Higher Education Modules
Patient Zero and the Early North American HIV/AIDS Epidemic
About the Module
Richard A. McKay is a Wellcome Trust Research Fellow in the Department of History and Philosophy of Science at the University of Cambridge. He completed his M.Sc. in the History of Science, Medicine, and Technology in 2006 at the University of Oxford, and received his D.Phil. in History in 2011, also from Oxford. His research interests include the histories of sexuality, sexually transmitted infections, and public health. He has published a chapter on the shifting cultural meanings associated with Kaposi’s sarcoma during the early years of the AIDS epidemic in North America. Dr. McKay has an article exploring Gaétan Dugas’s patient perspective due to be published in the Bulletin for the History of Medicine in December 2013, and is at work on a book project which is under contract to University of Chicago Press. The book, provisionally entitled Patient Zero Public Health, the Media, and the Making of the North American AIDS Epidemic, examines the epidemiological context in which the term “patient 0” was coined. It charts how different social groups in Canada and the United States deployed this idea for a variety of purposes, and contextualizes Gaétan Dugas’s experience with AIDS, aiming to provide a more historically sensitive understanding of this often-demonized patient.

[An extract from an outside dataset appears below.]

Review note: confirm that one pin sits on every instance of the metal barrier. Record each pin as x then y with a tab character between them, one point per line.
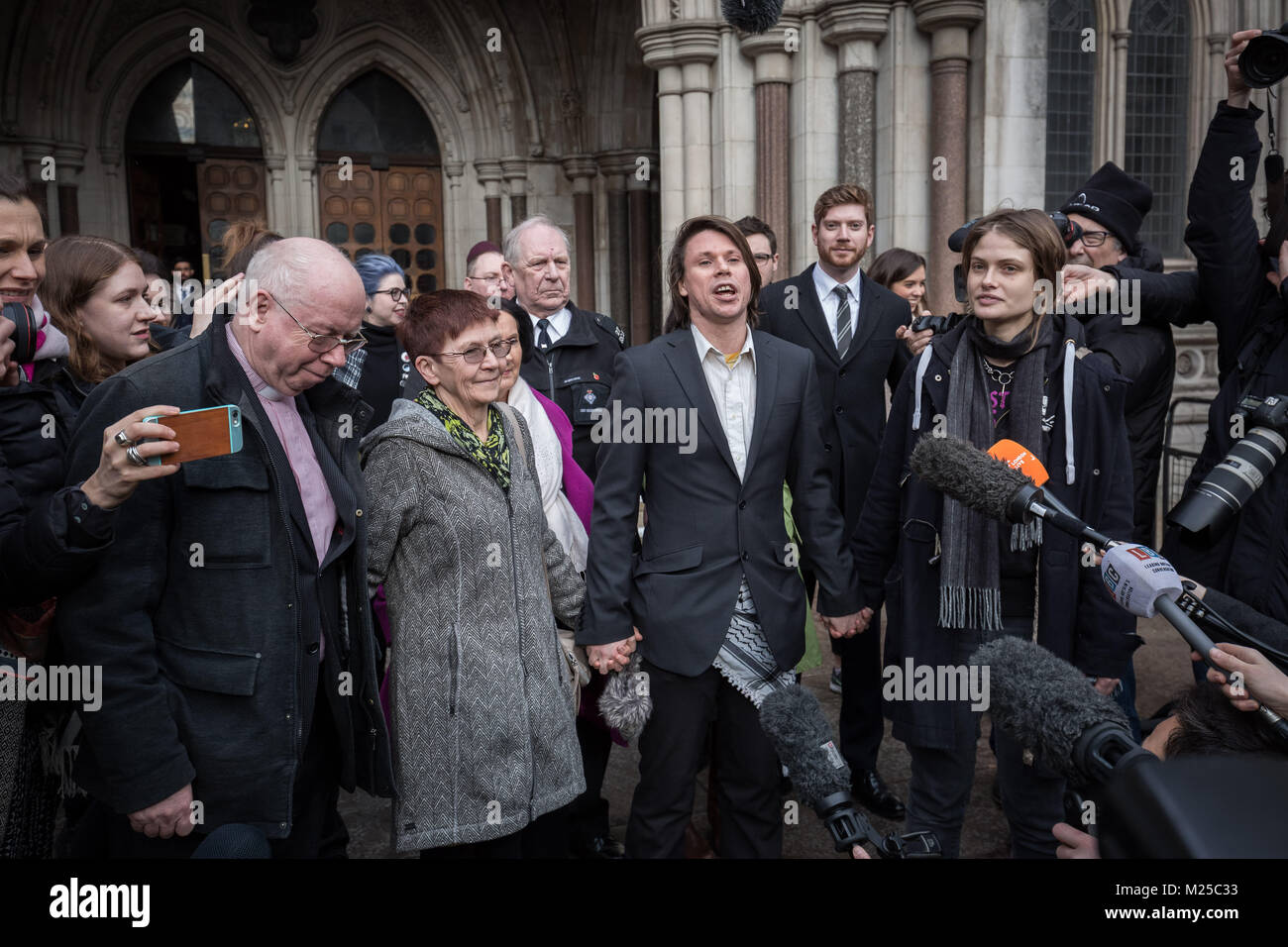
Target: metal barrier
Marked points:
1177	463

Dr McKay’s current research project examines the emergent concern in the mid-20th century regarding the role of men who had sex with men in the spread of venereal disease in the Anglo-American world.
Patient Zero and the Early North American HIV/AIDS Epidemic is a module that blends the histories of medicine, public health, and sexuality in an exploration of a particular set of social, cultural, and medical responses to the emergence of the human immunodeficiency virus in North America in the 1980s. These coalesced around the idea that AIDS in North America could be traced to a single, identifiable individual. Designed to complement general survey courses in the history of public health and history of medicine, the module can also be used to enrich courses in sexuality studies, cultural studies, and a variety of social science programs.
After completing this higher education module, students are expected to:
- Demonstrate a historically-grounded understanding of the emergence and recognition of HIV/AIDS in North America in the late 20th century.
- Interpret scientific and popular attempts to understand the origins of HIV/AIDS, as well as several other historical epidemics which were accompanied by efforts to lay blame for the arrival and spread of disease.
- Articulate the strengths and weaknesses of infectious disease epidemiology as a discipline.
- Summarize the objectives and conclusions of the Centers for Disease Control’s Los Angeles cluster study.
- Explain the origins of the term “patient 0” and the popular misconceptions surrounding its meanings.
- Use primary source documents, images, and video to contextualize the creation and reception of Randy Shilts’s history, And the Band Played On.
- Provide examples of how the idea of “Patient Zero” was incorporated into political debates about HIV/AIDS in the late 1980s.
- Give examples of the continuing storytelling power offered by the idea of “Patient Zero” and the consequences of these stories.